So here’s a summary of the festivities around here over the past 4-5 days when one of our main transformers went “into the weeds.” There will most likely be an article in the local school newspapers about it, and perhaps even the Boston Globe:
- Thursday 2/2/06 5:30pm: Datacenter operators for the evening notice a "burning odor" from one of the transformers feeding our machine room. It was clearly in the early stages of losing all of it’s magic smoke. And it had a lot of magic smoke.
- 8:30pm: High-Voltage electrician arrives on site, with proper nomex protective gear, to work on the problem.
- 9:00pm: It is determined that the entire datacenter needs to get powered-off.
- 9:00pm – 10:00pm: All servers powered down as gracefully as possible
- 11:00pm: Power restored
- 11:00pm – 3:00am: Most of the crap that broke from being shut down for the first time in years is fixed and running. Just in time for us to learn that we’re going to need to come in on Saturday for another forced outage!
Anyway, a good time was had by all, and the adventure continues to this very day.
The casualties from Thursday night’s debacle included:
- One transformer, (although that’s facilities’ problem, not mine)

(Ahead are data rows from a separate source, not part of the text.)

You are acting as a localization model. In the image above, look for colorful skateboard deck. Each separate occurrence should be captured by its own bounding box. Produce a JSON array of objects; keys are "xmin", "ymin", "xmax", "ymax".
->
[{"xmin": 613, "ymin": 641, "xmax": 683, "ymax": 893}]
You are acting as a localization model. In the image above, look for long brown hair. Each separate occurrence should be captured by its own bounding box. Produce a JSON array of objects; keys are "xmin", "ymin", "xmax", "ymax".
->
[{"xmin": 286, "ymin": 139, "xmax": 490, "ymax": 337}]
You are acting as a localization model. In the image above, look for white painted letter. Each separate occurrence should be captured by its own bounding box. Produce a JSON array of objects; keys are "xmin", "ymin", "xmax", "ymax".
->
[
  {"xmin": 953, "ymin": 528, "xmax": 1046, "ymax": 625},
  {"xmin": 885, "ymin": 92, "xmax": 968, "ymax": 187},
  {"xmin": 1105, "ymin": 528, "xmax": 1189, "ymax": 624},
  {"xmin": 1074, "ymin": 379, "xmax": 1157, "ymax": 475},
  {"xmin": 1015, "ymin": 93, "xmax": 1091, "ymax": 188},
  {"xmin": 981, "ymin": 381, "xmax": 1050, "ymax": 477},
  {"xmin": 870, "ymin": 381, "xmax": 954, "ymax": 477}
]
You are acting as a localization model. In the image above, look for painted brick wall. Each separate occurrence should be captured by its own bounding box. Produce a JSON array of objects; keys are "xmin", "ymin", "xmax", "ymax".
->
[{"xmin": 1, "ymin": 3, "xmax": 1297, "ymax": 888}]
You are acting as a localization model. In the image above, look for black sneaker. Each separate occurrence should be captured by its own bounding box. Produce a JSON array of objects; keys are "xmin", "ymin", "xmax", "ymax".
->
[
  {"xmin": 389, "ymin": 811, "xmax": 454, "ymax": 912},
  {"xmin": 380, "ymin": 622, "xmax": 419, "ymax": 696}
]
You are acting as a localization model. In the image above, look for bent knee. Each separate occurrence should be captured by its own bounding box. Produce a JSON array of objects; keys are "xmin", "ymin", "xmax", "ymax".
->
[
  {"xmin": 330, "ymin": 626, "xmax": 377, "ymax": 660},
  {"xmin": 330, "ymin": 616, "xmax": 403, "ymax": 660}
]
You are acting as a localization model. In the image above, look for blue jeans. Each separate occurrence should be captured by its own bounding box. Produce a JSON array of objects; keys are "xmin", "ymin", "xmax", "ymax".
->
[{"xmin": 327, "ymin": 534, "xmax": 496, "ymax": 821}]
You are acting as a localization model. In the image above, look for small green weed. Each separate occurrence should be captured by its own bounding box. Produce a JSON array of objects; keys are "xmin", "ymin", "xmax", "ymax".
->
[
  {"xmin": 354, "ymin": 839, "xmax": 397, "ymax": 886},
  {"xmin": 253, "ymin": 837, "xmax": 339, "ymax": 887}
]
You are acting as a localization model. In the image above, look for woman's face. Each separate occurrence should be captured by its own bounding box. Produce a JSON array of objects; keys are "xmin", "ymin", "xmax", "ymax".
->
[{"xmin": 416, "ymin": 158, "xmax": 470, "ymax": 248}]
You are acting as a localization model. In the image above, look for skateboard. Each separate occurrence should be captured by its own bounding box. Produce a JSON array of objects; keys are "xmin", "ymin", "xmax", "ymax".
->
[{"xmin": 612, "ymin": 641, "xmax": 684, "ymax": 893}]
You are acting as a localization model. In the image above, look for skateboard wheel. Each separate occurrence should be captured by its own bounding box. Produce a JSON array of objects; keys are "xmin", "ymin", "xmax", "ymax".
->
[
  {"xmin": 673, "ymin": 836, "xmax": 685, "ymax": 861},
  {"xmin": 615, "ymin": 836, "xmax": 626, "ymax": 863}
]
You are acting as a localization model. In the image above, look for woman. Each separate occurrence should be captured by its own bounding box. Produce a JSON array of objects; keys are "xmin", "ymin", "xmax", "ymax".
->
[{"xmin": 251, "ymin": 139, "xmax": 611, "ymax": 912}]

- Three Sun V490 power supplies
- One Sun V440 motherboard
- Four Compaq 9.1GB disk drives from a 900 year old RAID
- One entire 900 year old SWXCR direct-attached RAID, which happened to include a critical server’s operating system in it’s entirety
Needless to say, it was the last of these items that caused us the most grief. Luckily, it was decided at nearly 3:00am that it could wait until morning to revive the old beast, which I successfully did. And, wouldn’t you know it, the same exact RAID died again during Saturday’s outage, along with a few other servers that should all be fixed by tomorrow.
So the long and short of it is that it’s probably not a good idea to shut down things that have been running for 2+ years — especially with spinning disks from the Clinton administration. I’ll post a link to the newspaper article if they decide to make news out of this, since a lot of important administrative services were down.